Being in a situationship isn’t inherently good or bad
- Lack of integration into each other’s lives. You’ve never met their parents. They’ve never met your friends. And neither of you can find each other’s houses without the aid of a smartphone. If your connection seems to exist in a vacuum, it could be a situationship.
- The relationship doesn’t grow or end. Simply put: You aren’t talking about the future or what either of you want long term. All you really know is that the relationship (whatever it is) is working well enough right now.
It all comes down to the people involved and the way morsian Puola they interact. Situationships can be fulfilling, frustrating or downright toxic. And like any other romantic attachments, Dr. Albers says communication and honesty are key.
Situationship red flags
Situationships can be deeply rewarding when they’re what you and your pseudo-partner really want. But the ambiguous nature of these pairings can also open the door for miscommunication, dishonesty and, in some cases, even abuse.
- One-sidedness. “A situationship can become toxic if you have different expectations for the relationship, or if the power dynamic between the participants is unequal” Dr. Albers cautions. Here’s a good question to ask yourself: If your situationship ended tomorrow, how would you feel? Do you think they’d feel the same way?
- Feeling undervalued. Do you feel like you’re being used for sex? Does it seem like they only call you when their other plans fall through, or they have “nothing better to do”? Are you starting to wonder if they even like you as a person? “If you feel like the other person doesn’t show you much care, it can be a sign your situationship is spiraling into abuse,” Dr. Albers says.
- Dishonesty. You’ve never been to their house. They got upset when you tagged them on your social media page. They insist on driving everywhere separately. If you feel like your situationship’s a secret – or like your special someone’s keeping a secret from you – that’s a bad sign.
- Fear of communication/vulnerability. It’s OK to keep things light in a situationship, but it needs to actually be a choice. “If your conversations remain on the surface level because you feel afraid or hesitant to tell them what you really want, that’s a red flag,” Dr. Albers states.

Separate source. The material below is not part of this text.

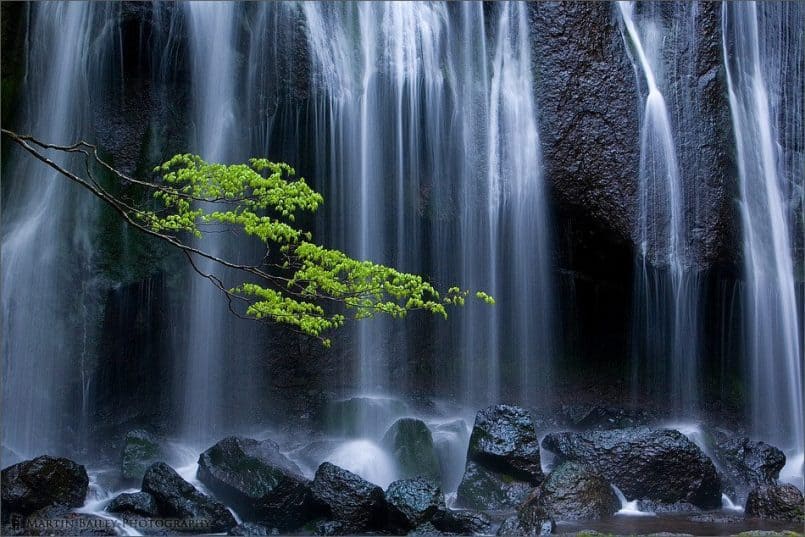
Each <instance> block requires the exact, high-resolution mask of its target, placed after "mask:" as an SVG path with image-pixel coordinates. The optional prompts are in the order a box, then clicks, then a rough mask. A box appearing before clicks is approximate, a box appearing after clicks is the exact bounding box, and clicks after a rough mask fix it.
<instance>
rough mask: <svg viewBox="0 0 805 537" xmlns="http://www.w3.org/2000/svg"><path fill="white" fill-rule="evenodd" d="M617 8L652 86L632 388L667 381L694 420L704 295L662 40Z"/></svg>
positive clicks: (677, 399)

- Game-playing, testing or passive-aggressive behavior. It’s not unusual for unhealthy situationships to become exploitative or manipulative. “Breadcrumbing” is a classic example of a toxic situationship behavior. It involves doing just enough to string a person along and keep them interested, but never following through on anything. That person who sends you a romantic text and then doesn’t respond to your messages for a month? Yeah: They’re breadcrumbing you.
Realizing your situationship is heading in a toxic direction is a big deal. But how do you sever a connection that was never really defined to begin with?
How to end a situationship
“Basically, the end is unclear as the beginning,” Dr. Albers explains. “Often, people just stop communicating. In fact, that’s a big red flag: Communication coming to a screeching halt.”
When a situationship ends – spookily or otherwise – the experience can be upsetting, especially if you feel a lack of closure. That’s why Dr. Albers recommends being direct.
And don’t hesitate to cut the cord if it’s lingering. It can help you avoid the random texts and late-night phone calls that keep you from moving on.
Ending a situationship often has added layers of complexity. “It can be different than mourning the end of a traditional relationship because the breakup conventions might not apply,” Dr. Albers further explains.